ANYWAYS - - we {me and kelly} made our way down the wood steps in the garage. out the side door . . . which the 2 barn cats were happily eating their breakfast . . . then across the green grass and up the hill to the chicken COOP.

AAANNNDDD there - - - THERE ==> on the ground at the far left in the pen was Rooster. Poor little moo. All helpless and lying down. Eyes closed, flickering open from time to time.

"MAN DOWN!!! MEDIC!!!" - i either said this out loud or in my head, i forget.

So i circled around the back and inspected the gaping bloody wound that seemed to infect the entire back of Roosters hind parts.

AND it began . . .

The call to Lauren. The search for the none existent SHARP axe and the lame none to be found chicken killing boom sticks {guns}.

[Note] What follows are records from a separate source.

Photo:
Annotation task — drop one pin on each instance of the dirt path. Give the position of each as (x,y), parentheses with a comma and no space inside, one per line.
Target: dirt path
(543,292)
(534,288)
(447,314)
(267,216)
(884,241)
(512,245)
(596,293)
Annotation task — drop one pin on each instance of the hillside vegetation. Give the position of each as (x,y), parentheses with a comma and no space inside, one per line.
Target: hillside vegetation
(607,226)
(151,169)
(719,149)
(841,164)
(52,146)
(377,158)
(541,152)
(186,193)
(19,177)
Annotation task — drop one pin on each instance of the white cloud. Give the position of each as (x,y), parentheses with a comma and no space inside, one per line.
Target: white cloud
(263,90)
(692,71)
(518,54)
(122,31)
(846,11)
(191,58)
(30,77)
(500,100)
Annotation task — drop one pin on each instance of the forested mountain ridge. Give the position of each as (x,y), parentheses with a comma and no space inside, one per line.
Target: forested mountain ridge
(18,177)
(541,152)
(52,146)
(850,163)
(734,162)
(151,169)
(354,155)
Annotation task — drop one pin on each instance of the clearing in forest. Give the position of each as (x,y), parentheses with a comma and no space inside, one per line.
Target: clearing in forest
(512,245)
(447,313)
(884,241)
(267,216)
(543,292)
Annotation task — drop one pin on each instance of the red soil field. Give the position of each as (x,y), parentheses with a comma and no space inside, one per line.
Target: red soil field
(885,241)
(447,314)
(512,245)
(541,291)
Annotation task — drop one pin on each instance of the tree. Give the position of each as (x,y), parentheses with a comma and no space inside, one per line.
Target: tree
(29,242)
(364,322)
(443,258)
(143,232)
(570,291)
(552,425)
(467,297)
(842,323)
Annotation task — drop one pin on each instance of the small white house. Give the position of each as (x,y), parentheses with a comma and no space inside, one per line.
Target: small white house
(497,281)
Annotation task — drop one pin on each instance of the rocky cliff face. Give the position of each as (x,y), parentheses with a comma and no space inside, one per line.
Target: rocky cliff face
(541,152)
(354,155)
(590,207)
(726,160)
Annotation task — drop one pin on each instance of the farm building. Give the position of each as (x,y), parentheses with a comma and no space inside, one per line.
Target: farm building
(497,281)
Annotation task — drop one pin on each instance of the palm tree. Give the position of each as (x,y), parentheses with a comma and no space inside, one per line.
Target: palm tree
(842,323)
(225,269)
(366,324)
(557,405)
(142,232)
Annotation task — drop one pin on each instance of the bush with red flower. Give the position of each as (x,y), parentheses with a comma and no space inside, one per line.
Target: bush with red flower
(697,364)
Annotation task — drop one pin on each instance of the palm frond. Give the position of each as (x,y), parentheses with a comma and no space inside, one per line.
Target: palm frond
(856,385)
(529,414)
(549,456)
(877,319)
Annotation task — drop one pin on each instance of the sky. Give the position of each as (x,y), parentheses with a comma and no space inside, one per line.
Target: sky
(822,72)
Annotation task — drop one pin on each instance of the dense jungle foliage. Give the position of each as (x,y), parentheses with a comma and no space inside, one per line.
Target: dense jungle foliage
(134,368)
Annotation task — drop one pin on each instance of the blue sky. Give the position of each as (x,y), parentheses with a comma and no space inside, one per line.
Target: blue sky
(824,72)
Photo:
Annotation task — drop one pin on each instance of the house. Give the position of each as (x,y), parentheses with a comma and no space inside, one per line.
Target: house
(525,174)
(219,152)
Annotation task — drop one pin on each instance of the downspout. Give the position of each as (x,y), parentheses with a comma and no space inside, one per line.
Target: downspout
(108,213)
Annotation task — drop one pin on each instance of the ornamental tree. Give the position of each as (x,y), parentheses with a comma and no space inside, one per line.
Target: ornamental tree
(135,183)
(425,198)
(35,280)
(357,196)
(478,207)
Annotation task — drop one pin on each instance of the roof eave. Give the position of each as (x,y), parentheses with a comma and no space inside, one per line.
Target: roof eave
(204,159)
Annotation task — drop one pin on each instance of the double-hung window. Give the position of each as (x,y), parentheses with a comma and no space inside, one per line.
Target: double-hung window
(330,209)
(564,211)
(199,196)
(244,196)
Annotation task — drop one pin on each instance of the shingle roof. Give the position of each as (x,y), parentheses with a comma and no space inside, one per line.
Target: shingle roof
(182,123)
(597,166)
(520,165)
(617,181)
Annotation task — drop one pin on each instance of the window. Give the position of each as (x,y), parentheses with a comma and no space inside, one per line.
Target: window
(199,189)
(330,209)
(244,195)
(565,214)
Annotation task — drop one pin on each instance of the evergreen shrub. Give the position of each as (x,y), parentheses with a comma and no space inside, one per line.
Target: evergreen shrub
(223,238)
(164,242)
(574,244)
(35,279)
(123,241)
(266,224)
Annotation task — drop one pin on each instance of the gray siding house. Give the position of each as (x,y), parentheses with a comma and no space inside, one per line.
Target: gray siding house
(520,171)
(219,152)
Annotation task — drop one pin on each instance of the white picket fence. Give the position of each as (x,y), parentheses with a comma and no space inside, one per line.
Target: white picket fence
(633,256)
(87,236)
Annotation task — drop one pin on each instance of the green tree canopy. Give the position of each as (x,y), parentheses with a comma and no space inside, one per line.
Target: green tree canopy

Then we decided to axe it:

"i just don't want to axe it, what if it doesn't go all the way through"
"i'll axe it"
"i don't want you to have to axe it"
"i don't want YOU to have to axe it"
. . . . ten minuets later
"i just don't want to axe it, what if it doesn't go all the way through"
"i'll axe it"
"i don't want you to have to axe it"
"i don't want YOU to have to axe it"

i did think about the fact that if i did axe Rooster, the angle we were standing in would in fact be a target for flying guts ad limbs that might decided to catapult themselves at us from the force of the axe.

AND then it was shovel it into a bag . . . and freezer it.
and then back to the axe and then so on and so forth.

FINALLY - i wouldn't take "no shovel Rooster into the bag" and thought if Kelly had a shovel, then we could work together and use the shovels as chop sticks. bloody chop sticks.

IT WORKED!

Rooster in the bag . . . into the freezer and there he stands {sits}

we had to wash the shovels off . . . they had Rooster's blood oozing all over it. I think a kidney was left behind as well.